It’s been many years now since a friend gave me meadow anemone (Anemone canadensis). I was happy to receive it. It brought back fond memories of spring walks through the woodlot on my uncle’s Wisconsin farm. I was smitten with its snowy beauty under the fresh green shade of sugar maples in June. And besides, it was free—but it came at a cost.
I planted the three fragile rhizomes my friend gave me in a dark and neglected corner of a client’s property. It took only two short years for it to creep out of that corner, toward the light no doubt, and into the crown of every neighboring perennial and ground cover. When I dug these perennials to move them out of the marauder’s path, I inadvertently moved the anemone too, creating an ever- increasing problem. Each spring when it is done blooming, I take a certain irritated joy in tearing it out by the handful. This irritation belies my affection for meadow anemones, and all anemones for that matter.
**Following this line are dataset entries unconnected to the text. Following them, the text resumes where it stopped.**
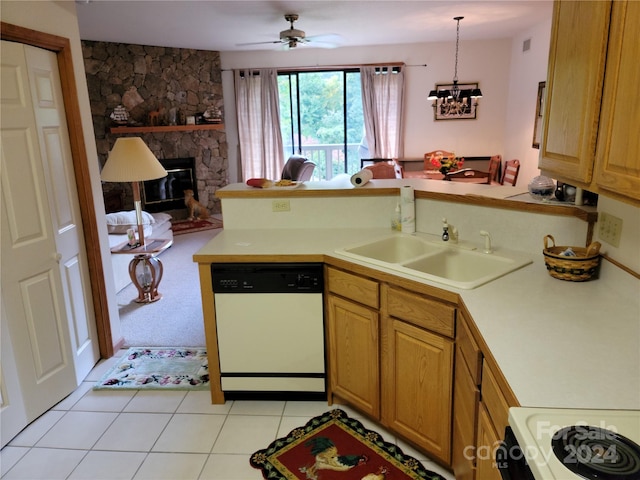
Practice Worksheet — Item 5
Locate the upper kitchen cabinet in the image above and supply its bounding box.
[539,1,611,186]
[595,1,640,200]
[539,0,640,200]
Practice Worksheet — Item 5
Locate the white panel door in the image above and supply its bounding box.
[25,46,99,384]
[0,41,86,445]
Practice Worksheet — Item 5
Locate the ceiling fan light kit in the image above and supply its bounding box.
[427,17,482,120]
[237,13,340,50]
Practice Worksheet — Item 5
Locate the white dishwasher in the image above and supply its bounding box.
[211,263,326,400]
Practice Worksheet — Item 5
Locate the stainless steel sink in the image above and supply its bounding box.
[336,234,532,289]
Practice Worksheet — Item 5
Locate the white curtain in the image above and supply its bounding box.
[360,67,404,158]
[234,69,284,181]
Botanists are a bit irritated with anemones; they can’t seem to settle on a definitive number of species. Is it 120 or 150, or somewhere in between? Anemones range throughout temperate Eurasia, being represented in the native floras of Japan as well as England, and just about everywhere else. In North America we have 25 species; Washington, where I live, is home to 10 of them.
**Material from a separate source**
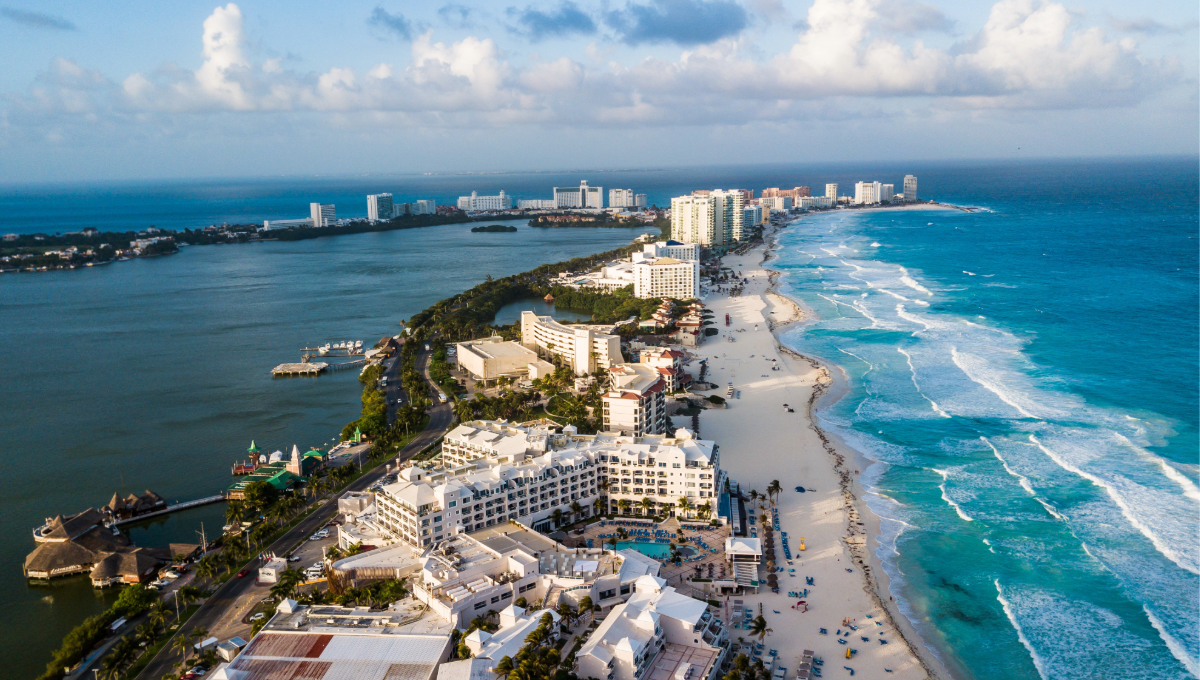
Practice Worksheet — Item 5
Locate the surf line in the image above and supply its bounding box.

But as garden plants, and even weeds, they are everywhere.
In spring a few years back, I was hiking the rim trail of Kilauea Iki in Volcanoes National Park on the Big Island of Hawaii. I barely recognized a single plant of the strange native flora of the islands. No anthuriums, no orchids, not even a palm tree grew along the trail. But there was one strangely familiar plant in the understory, a rather aggressive ground cover standing nearly 3 feet high. A few yards later I came upon a crew of park workers grubbing it out. I asked what this plant was. “Japanese anemone,” responded one of the workers.
It was actually Anemone hupehensis, one of the three species of Asian anemones that go into some spectacular garden flowers. Early nineteenth-century hybrid Japanese anemones such as ‘Honorine Jobert’, ‘Queen Charlotte’, or ‘Whirlwind’ are probably in your garden. I grow the “newcomer” from 1902: ‘Prince Heinrich’. It barrels along in dry shade year after year. When it finishes blooming in October, I crank up the weed whacker and take it to the ground. I haven’t disrupted its progress yet. Thus are the anemones.
Spring seems to be made for anemones, and I think no shade garden should be without the European native wood anemone (A. nemerosa). I have not grown all of the 70 cultivars out there, but I let the periwinkle-flowered ‘Dee Day’ and the white powder-puff ‘Vestal’ spread all they want under the shrubs in my garden. Theirs is an innocuous sort of aggression, as they fade into the duft as spring ends.
The word anemone comes from the Greek, roughly translated, for “daughter of the wind.” It was long believed that anemones only bloomed in windy weather. Certainly the Grecian windflower (A. blanda) blooms in the earliest part of spring when the weather is quite volatile. What I like about Grecian windflower is that it is as cheap as table salt and can be planted by the handful in the fall without a thought. It colonizes ever so timidly, making its relatives seem like downright weeds.
So this spring—which will certainly be as full of temptations and bad judgments as every other—be careful. If someone offers you a free plant, be sure to ask, “Are you a friend, or an anemone?”
—Daniel Mount is a gardener and writer in Carnation, Washington.